Cool Hunting

If you thought that rotating restaurants and houses were simply relics of our space age past, consider the handful of dynamic architectural projects being developed in the coming decade. The most notable being the Dynamic Tower in Dubai, an 80-story mixed use structure by Florentine architect David Fisher, whose every floor is capable of rotating a full 360 degrees. What better time for us to evaluate the history of these extravagant structures than now, when they stand poised to join the urban theme parks of the Middle East?
"Revolving Architecture: A History of Buildings that Rotate, Swivel, and Pivot" by Chad Randl is a sweeping survey of dynamic architecture that takes readers well beyond the 20th Century. The book begins with the earliest revolving structures; the legendary supper rooms in Nero's Domus Aurea date as far back as the first century. Randl devotes a good portion of his study on early designs from 1900-1945, buildings that were designed as treatment centers, summer retreats, and amusements.

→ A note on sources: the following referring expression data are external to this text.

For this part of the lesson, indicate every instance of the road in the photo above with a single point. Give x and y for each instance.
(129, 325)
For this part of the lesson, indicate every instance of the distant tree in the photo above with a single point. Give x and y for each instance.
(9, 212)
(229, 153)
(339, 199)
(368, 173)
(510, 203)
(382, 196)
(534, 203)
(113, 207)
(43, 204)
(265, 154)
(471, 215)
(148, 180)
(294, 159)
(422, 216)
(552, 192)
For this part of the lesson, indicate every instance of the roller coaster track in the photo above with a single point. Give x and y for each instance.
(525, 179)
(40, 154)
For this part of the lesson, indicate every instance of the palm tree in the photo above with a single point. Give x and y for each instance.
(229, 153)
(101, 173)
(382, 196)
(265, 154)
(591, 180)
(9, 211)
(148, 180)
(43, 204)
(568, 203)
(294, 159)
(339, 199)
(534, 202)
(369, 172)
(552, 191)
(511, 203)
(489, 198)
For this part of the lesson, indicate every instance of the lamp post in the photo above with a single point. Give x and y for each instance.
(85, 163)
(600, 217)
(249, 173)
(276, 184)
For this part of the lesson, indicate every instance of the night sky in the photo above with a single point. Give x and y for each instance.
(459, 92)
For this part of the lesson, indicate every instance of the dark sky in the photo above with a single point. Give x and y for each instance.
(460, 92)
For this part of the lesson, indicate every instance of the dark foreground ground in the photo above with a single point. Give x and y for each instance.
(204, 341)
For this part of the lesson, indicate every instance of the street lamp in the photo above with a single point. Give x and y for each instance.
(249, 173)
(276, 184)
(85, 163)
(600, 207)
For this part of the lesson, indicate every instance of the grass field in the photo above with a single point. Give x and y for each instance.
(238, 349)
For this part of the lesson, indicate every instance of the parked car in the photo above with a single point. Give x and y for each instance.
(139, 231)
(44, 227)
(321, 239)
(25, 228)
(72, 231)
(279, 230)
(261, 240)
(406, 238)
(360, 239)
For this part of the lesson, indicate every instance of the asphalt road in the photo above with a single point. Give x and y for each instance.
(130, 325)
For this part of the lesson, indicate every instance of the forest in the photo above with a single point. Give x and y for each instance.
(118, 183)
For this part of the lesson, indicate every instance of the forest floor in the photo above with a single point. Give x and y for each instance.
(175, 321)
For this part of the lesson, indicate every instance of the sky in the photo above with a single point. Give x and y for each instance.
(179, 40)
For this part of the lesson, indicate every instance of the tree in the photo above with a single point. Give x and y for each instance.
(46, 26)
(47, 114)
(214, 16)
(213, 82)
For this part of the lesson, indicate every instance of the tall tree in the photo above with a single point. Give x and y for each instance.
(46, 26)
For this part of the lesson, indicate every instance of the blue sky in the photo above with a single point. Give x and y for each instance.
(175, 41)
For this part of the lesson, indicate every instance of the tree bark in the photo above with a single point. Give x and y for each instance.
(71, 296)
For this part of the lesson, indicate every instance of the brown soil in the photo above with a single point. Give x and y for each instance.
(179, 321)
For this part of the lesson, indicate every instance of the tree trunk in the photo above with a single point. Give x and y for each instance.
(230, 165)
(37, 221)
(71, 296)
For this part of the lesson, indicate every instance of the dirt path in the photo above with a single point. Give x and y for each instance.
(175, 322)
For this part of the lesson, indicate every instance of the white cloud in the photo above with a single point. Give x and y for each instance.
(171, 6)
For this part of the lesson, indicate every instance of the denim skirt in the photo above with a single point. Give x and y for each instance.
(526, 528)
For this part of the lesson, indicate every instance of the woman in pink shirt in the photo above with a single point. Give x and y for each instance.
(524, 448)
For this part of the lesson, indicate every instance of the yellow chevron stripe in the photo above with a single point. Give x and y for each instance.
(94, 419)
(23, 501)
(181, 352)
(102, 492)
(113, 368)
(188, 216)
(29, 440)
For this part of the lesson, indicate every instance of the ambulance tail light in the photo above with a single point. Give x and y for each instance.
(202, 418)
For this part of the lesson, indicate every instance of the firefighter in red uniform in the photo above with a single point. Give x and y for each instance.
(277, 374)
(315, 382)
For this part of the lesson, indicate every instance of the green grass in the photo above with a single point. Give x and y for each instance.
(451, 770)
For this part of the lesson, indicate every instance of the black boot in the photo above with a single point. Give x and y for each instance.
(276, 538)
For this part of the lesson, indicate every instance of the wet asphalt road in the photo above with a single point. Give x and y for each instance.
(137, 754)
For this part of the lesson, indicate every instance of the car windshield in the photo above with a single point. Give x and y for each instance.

These relatively modest kinetic structures laid the foundations for the opulent eateries in the sky that tended to dominate post-war rotating architecture, a broad concern for much of the latter part of the book. Randl closes the study by looking at more recent residential dwellings, an interesting survey of eccentric homeowners as much as architectural tour. In all, the book provides ample opportunity for us to marvel at our predecessors, though it tends to lack any true opinion as to whether revolving architecture is an evolution, or simply another sign of our hubris.